Use these effective messaging tactics:
- Begin with clear language.
- Be open about why prices are changing, like cost hikes or market shifts.
- Choose the right time to announce, avoid busy sales periods.
- Use various channels to reach everyone: emails, social media, and in-store signs.
Engaging with Customers on Price Changes — How?
- Listen to their thoughts through surveys or reviews.
- Respond quickly to concerns through feedback loops.
- Thank loyal customers with special programs to show appreciation.
Price communication is more than just telling. It's about building relationships. Keep messages upbeat and focus on benefits for both sides.

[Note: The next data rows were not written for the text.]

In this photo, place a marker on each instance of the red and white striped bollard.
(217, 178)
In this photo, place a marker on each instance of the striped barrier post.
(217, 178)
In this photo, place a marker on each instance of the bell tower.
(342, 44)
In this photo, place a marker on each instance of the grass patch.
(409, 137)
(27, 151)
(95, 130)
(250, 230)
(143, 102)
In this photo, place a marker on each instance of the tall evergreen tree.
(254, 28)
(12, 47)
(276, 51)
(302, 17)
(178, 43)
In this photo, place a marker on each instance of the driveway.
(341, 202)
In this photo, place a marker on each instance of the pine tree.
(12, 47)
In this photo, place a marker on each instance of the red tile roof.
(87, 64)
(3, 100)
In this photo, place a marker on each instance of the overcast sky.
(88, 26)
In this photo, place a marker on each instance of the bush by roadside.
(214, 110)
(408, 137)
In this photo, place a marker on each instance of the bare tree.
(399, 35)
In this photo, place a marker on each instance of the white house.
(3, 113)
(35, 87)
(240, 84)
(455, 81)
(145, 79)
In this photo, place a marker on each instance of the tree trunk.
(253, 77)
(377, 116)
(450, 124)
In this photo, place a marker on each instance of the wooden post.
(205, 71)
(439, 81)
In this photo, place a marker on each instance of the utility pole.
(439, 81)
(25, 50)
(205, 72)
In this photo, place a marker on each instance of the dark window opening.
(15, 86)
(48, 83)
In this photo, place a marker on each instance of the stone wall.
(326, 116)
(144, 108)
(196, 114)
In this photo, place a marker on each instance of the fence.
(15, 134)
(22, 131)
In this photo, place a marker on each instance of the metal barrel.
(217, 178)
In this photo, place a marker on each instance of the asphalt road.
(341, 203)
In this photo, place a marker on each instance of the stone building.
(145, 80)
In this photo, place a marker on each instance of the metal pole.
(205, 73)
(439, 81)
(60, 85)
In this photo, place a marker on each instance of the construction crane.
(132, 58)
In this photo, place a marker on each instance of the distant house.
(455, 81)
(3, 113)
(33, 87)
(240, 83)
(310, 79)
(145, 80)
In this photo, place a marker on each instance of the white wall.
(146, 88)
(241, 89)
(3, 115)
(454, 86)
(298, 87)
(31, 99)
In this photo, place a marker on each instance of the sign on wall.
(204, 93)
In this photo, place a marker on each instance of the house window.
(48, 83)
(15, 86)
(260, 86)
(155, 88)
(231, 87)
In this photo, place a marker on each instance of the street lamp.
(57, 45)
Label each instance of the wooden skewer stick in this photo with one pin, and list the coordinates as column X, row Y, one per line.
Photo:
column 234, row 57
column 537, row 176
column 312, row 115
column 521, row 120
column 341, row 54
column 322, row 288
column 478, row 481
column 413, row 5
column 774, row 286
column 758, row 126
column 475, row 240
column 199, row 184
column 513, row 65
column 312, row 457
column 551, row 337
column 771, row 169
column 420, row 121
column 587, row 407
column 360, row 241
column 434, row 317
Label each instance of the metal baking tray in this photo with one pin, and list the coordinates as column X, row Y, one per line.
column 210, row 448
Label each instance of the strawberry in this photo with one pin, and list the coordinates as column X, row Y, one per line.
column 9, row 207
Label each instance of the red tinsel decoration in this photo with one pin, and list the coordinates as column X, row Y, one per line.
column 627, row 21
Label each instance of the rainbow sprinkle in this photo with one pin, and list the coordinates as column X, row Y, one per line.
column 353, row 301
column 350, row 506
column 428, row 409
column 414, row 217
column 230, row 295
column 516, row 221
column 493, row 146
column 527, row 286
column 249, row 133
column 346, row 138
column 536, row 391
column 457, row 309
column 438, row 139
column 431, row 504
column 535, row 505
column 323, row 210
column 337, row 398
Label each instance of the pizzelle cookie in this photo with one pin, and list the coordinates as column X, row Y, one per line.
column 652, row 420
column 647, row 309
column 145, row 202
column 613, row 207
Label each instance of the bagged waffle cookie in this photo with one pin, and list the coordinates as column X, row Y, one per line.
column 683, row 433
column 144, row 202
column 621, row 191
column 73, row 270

When customers feel valued, they're more likely to accept changes.
6. Adopting Flexible Payment Options Amid Inflation

During times of inflation, offering different ways for customers to pay can help keep them loyal and support your business.
By providing flexible payment methods, such as installment plans or various payment platforms, you make it easier for customers to buy from you, even when prices are higher.
This approach keeps the money flowing into your business while also showing that you understand and adapt to your customers' needs. It’s a win-win: customers feel more comfortable, and your business can stay profitable.
How Tela Supports Smarter Pricing Decisions

Tela Solutions helps you make confident pricing decisions using data and actionable insights. Here’s how:
1. Financial Insights: Tela shows how much you're earning, spending, and profiting instantly. This helps you see whether your current prices are sustainable or need adjustment.
2. Product Performance Breakdown: Not all products perform the same. Tela highlights which items sell best and which ones underperform, so you can price based on what the market values.
3. Customer Behavior Analytics: By analyzing buying patterns, Tela helps you understand what your customers are willing to pay so you’re not leaving money on the table or scaring them away with high prices.
4. Trend-Based Recommendations: Tela's AI-powered solutions spot pricing trends across time, like seasonal shifts or competitor undercuts, so you can stay ahead, not reactive.
5. Profit Margin Calculators: Know your margins before you even set a price. Tela factors in costs, taxes, and fees to show what’s truly profitable.
Conclusion
To adjust your pricing strategy in Nigeria's inflation, you need to understand your costs, what customers want, and market trends. By looking at your costs and using financial tools, you can set prices that reflect the rising costs. This way, you stay competitive.